"P.S.--By-the-way, the people about whom I am to tell you the romance, are namesakes of yours.

"E. G."

CHAPTER VI.

[WHAT'S IN A NAME?]

When the Duke of Long Acre got Edward Graham's letter, he immediately packed off the easel and colours. He liked Graham very much, and Graham loved him. Cheyne was one of those men who are always asked to do odd jobs for friends. He was good-humoured, of active habits, and liked to be busy always.

Although he was prompt about the commission he had received, he had no intention of doing the other thing Graham asked. No inducement of an ordinary kind could drag him out of London just now. He was moderately busy for the papers and magazines to which he contributed, and he was exceedingly busy with the affairs of his heart.

There was no happier lover in all London than Charles Augustus Cheyne. He loved his love, and his love loved him, and he envied no man's lot. She was as bright and dear a sweetheart as ever man had, and he loved her in a thoroughly comfortable common-sense way. He had written about romantic love, but he had never felt a pang of it in his private experience. Romance was a good thing in a book, for it amused one, but it was a poor stock-in-trade on which to begin matrimony. So he kept his romance for the public and his friends, and his straightforward manhood for his sweetheart. "Sweetheart" is the finest love-word we have in English, and she was his sweetheart--his sweetheart--his sweet heart.

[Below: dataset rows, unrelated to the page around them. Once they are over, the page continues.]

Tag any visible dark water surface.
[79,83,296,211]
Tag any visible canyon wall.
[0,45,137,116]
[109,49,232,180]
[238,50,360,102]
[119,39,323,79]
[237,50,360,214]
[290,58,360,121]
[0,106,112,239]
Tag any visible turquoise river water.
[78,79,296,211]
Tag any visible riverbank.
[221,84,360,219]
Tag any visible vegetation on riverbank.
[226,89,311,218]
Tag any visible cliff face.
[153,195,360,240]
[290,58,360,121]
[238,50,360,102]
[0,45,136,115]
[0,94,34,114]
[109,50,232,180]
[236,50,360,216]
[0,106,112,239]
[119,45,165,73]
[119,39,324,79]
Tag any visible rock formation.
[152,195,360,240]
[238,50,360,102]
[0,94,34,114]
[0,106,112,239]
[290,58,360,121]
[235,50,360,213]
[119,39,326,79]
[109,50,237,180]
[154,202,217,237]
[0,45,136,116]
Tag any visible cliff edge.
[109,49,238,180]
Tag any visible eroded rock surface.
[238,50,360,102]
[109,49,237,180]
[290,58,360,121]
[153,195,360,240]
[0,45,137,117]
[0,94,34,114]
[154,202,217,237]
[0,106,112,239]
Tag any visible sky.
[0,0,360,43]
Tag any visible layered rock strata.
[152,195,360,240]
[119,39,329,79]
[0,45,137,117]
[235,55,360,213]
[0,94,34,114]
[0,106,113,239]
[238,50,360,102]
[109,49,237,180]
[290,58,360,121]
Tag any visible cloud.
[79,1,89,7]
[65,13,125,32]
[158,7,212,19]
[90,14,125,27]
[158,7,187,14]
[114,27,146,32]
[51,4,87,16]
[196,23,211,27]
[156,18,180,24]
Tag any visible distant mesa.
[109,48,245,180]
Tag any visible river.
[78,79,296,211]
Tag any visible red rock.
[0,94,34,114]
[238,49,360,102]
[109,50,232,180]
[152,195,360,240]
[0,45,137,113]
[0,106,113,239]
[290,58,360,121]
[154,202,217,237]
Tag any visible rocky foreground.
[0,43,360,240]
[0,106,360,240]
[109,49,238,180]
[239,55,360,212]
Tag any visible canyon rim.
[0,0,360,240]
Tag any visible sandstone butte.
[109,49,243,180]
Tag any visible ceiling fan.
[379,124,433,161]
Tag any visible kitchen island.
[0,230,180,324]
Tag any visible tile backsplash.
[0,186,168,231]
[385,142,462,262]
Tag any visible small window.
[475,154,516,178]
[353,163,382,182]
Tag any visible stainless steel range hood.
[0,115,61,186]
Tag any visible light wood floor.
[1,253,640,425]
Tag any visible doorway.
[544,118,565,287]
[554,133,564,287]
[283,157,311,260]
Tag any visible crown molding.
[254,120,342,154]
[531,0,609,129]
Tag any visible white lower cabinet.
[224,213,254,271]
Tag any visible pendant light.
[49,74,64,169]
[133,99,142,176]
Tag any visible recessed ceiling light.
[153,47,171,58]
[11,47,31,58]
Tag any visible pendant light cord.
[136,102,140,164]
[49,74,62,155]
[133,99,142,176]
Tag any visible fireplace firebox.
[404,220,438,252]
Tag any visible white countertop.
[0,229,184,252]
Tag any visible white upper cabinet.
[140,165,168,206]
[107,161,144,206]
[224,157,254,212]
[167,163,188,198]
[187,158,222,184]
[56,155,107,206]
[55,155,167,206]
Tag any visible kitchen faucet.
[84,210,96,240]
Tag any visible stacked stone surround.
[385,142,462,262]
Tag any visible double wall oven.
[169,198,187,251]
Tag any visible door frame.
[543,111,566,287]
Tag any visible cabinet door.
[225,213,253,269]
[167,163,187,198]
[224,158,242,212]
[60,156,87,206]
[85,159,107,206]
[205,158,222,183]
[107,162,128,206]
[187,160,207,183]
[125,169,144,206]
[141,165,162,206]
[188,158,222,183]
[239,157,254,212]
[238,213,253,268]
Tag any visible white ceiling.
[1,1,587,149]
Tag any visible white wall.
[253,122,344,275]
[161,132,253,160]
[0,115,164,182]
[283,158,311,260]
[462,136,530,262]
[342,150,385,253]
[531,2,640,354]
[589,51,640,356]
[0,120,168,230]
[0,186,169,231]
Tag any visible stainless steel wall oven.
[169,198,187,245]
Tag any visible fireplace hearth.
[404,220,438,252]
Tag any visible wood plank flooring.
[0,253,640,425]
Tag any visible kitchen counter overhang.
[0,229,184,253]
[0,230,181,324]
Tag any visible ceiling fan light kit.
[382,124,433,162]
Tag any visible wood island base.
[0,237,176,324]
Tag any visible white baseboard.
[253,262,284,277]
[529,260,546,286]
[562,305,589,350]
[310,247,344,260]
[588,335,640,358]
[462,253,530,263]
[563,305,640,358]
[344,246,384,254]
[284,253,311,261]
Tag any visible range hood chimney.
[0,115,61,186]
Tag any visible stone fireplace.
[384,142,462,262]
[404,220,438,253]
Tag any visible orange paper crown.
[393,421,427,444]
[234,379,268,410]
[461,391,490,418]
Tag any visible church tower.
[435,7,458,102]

He loved her simply, frankly, wholly, without any mental reservation. He never told her he wanted to die for her, or that she was blameless or perfect. He told her she was as good a girl as any man ever might hope to marry. He knew she was as well as he knew that two and two are four. He praised her face less than was reasonable. He told her she had most lovely eyes, which was a temperate and judicial way of putting the matter. He was quite sure of his girl. He did not want anyone to tell him anything about her. He did not want her to tell him anything about herself. The only thing he wanted was to make her happy, and he thought he could do that. If she were happy he should be happy for three reasons--first, because he had an excellent constitution and was not soured by ill-health; secondly, because he had a gay and cheerful nature; thirdly, because the very sight of her happiness could not fail to be a source of abiding joy to him.

When he put his arms round her he always felt glad he was big enough and strong enough to protect her. Once, while holding her a moment in his arms, he said:

"I could crush you to death now. May, if I liked."